Khatibi R., Ghorbani M. A. , Naghshara S., Aydin H. , Karimi V.

JOURNAL OF HYDROLOGY, cilt.587, 2020 (SCI İndekslerine Giren Dergi) identifier identifier


A framework is formulated in this paper for data-driven modelling practices to characterise Inclusive Multiple Modelling (IMM) practices with multiple goals of enhancing the extracted information from given datasets and learning from multiple models. This can be a shift from traditional practices with the single goal of selecting a 'superior' model from multiple models without a statistical justification, which may be referred to as Exclusionary Multiple Modelling (EMM) practices. The dimensions of the framework for IMM practices are: Model Reuse (MR), Hierarchy and/or Recursion (HR), a provision of 'Elastic' model-Learning Environment (LE) and Goal-Orientation (GO) - leading to the acronym of RHEO. Proof-of-concept is presented for IMM-RHEO using three testcases: the Caspian Sea (19-years of data), Lake Urmia (50-years of data) and Lake Van (73-years of data), approx. 500 km apart.
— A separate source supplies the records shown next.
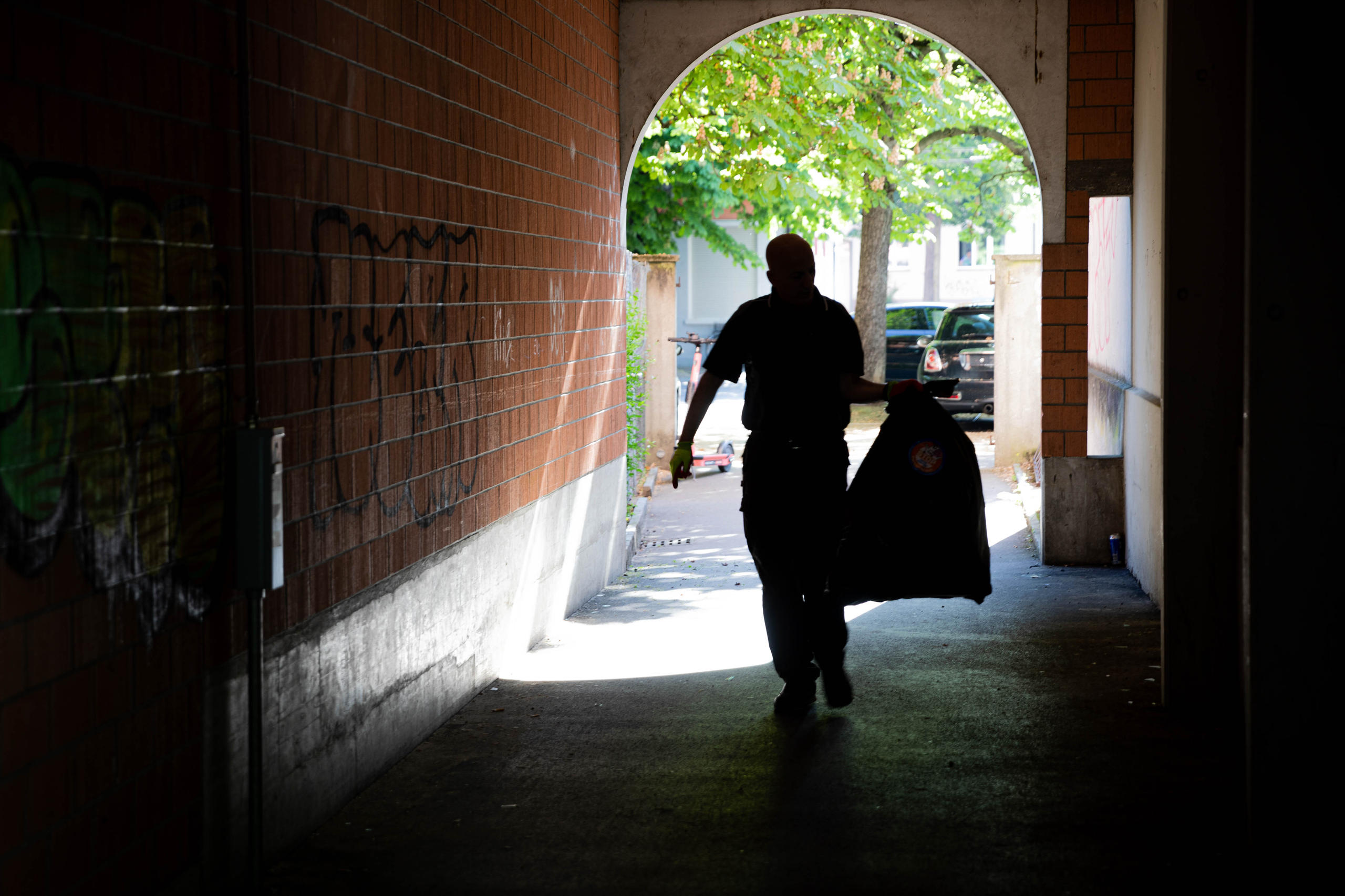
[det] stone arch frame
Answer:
[617,0,1069,244]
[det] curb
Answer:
[625,467,659,569]
[1013,464,1041,562]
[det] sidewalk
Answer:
[262,422,1239,894]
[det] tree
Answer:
[627,15,1036,379]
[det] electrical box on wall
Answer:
[234,429,285,589]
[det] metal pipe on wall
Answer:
[235,0,265,888]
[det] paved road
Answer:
[272,425,1237,894]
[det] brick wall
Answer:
[1041,0,1135,457]
[0,0,624,893]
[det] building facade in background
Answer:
[677,203,1042,371]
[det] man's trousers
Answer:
[742,434,849,681]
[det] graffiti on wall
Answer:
[0,158,227,637]
[308,206,481,529]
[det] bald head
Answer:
[765,233,816,305]
[765,233,812,270]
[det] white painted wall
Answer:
[995,248,1041,467]
[203,459,625,879]
[1124,0,1167,606]
[617,0,1069,242]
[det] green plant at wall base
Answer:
[625,292,649,517]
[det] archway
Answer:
[619,0,1068,244]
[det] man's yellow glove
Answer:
[668,441,691,488]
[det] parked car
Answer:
[915,305,995,414]
[888,301,952,379]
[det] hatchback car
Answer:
[915,305,995,414]
[886,301,952,379]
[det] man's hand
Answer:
[668,441,691,488]
[884,379,924,401]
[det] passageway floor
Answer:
[269,439,1240,894]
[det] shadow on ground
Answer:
[271,463,1243,894]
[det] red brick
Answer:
[1065,218,1088,245]
[1041,270,1065,297]
[1041,299,1088,324]
[1084,133,1130,159]
[0,775,28,856]
[1041,405,1088,432]
[0,623,28,700]
[1041,351,1088,378]
[28,753,70,831]
[51,669,94,747]
[1041,242,1088,270]
[1069,0,1124,26]
[1069,53,1116,81]
[1065,324,1088,351]
[28,607,73,685]
[1071,78,1134,106]
[0,841,51,893]
[51,814,93,893]
[1068,106,1116,132]
[1087,24,1135,53]
[0,687,51,775]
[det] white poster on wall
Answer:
[1088,196,1130,455]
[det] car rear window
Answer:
[939,308,995,339]
[888,308,934,330]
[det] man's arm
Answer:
[668,371,723,488]
[841,374,924,405]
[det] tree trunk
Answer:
[854,206,892,382]
[924,215,943,301]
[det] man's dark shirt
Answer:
[705,289,864,441]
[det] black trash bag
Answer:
[827,389,990,604]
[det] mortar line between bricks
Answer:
[284,405,625,538]
[253,132,620,219]
[285,429,622,586]
[333,0,617,97]
[473,0,620,79]
[260,363,625,449]
[253,192,622,253]
[253,73,616,180]
[19,0,250,77]
[270,379,625,484]
[0,322,623,398]
[254,322,624,368]
[253,227,625,262]
[252,9,620,153]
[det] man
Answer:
[671,233,920,716]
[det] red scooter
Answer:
[668,332,733,472]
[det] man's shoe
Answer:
[775,681,818,716]
[822,666,854,709]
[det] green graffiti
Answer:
[0,159,227,635]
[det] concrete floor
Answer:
[271,434,1241,894]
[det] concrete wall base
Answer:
[202,459,627,889]
[1041,457,1126,565]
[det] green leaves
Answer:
[627,15,1036,266]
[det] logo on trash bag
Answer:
[908,439,943,476]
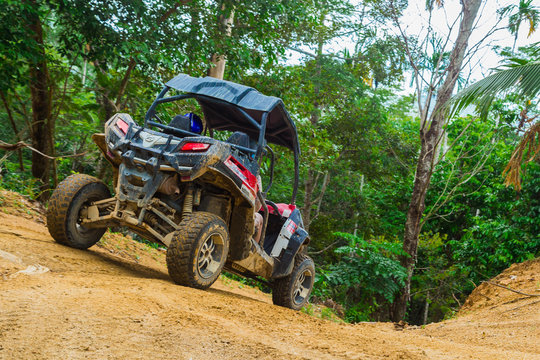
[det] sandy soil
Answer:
[0,192,540,360]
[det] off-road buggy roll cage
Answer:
[144,74,300,204]
[47,74,315,310]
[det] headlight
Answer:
[105,114,135,149]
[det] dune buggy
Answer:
[47,74,315,310]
IMM practices are implemented by investigating four strategies for each testcase. The learning from the results includes: (i) the IMM strategies are capable of enhancing the accuracy of predicted water levels; (ii) the accuracy of predicting the sea-state of the Caspian Sea serves confidence building on accuracy; and (iii) the time-length of the record of Lake Van is long enough for the confidence building on the study of possible trends. IMM serves a bottom-up learning opportunity for Lake Urmia that its distressed state is due to being deprived of compensation flows without contributions from climate change. Arguably, a good management policy is the key for its restoration. IMM is at its infancy but arguably, its potential application areas are wide.